Now, let me just say, most of this is normal. We are where we are, and that is what it is. It is not all that helpful to judge it, but it is helpful to name it.
Close attention to the Gospels will unveil that the Christian life will always be a life in the presence of God where these very paradigms are being eroded and rebuilt. The work of Jesus is often a work of purification that unravels beliefs we hold while securing and establishing others in their place. The disciples presuppositions about messiah, the kingdom and power are all unravelled and reconstructed with Jesus, and this was not just something for them, but is a fundamental reality of following Jesus.
The problem we have is not typically that we have the wrong paradigms, but that secular visions of life, success and value have infiltrated these paradigms to their core. This has happened to such a major degree, just as the notion of what the messiah must be had in the first century, that anything against this is often rejected out of hand as impossible.
If I can narrow this a bit more, one of the major problems is that we often gravitate towards one paradigm over the others, thinking that we can take a term like discipleship and accept a commonsensical notion of what that must mean, this often says much more about our present cultural and social contexts than it actually does about following Jesus.
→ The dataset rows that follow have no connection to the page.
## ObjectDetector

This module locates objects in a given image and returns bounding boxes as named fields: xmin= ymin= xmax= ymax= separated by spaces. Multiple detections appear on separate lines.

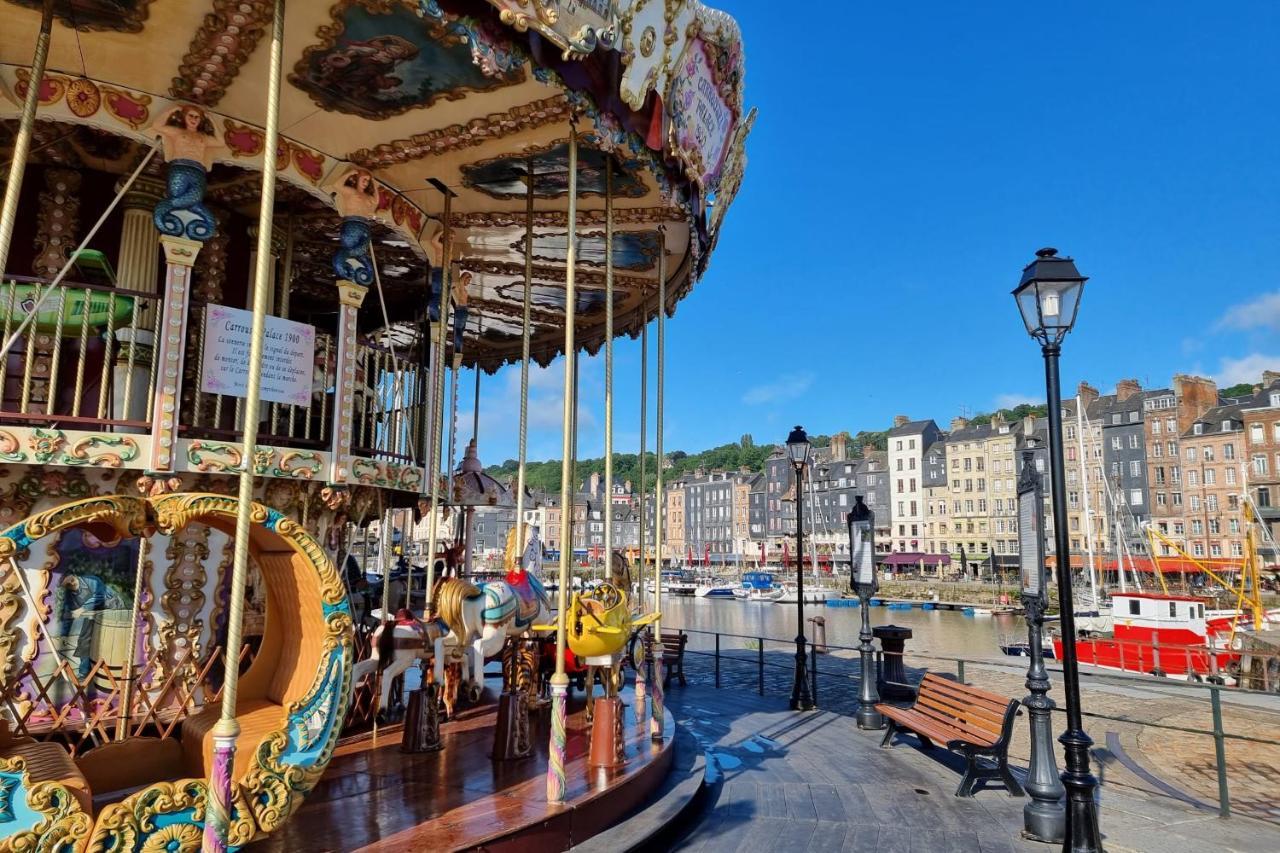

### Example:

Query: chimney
xmin=1174 ymin=373 xmax=1217 ymax=422
xmin=1075 ymin=382 xmax=1098 ymax=411
xmin=1116 ymin=379 xmax=1142 ymax=402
Rather, faithfulness requires that we come to Jesus with all we have, even the things he has given us, and hold them open to him and ask, Lord, what of this is really of you? What of this is my attempt to get life on my own terms? What of this is my desire to manage and manipulate you rather than be with you?
As we hold these things open to him, we need to see ways that our paradigms have become overly narrow, or how we have woven into their DNA a pragmatic vision of life and growth that owes more to our present cultural presuppositions than scripture. For instance, when we hear the call of Jesus to follow him, we need to allow him to reshape this vision of life as one in him, and not only with him. The context for following Jesus is no longer Galilee or Jerusalem, but the fact that we are in Christ, and our life is hidden with him in God (Col. 3:2).
The growth we know in Christ is a growth that comes from God, as we grow into him who is our head (Col. 2:19). This means that our vision of life and all of the paradigms that we employ must be constantly held in judgment by Christ and the cruciform way he revealed, and they must make sense for the church as a whole and not for an elite group of folks who have the appropriate time, finances and leisure. Christian spiritual formation needs to be a vision for growth for all, as it is the growth of the people of God in the body of Christ.
Too often we take biblical notions and make them into models that make no sense in light of that the church is, and we end up using them as ways to critique the church. To allow scripture to judge our notions of following Jesus, we need a robust understanding of the church as the body of Christ, never to be replaced by models of human growth often individualistic that owes more to modern pragmatism than a vision of the ruling and reigning Lord of the cross.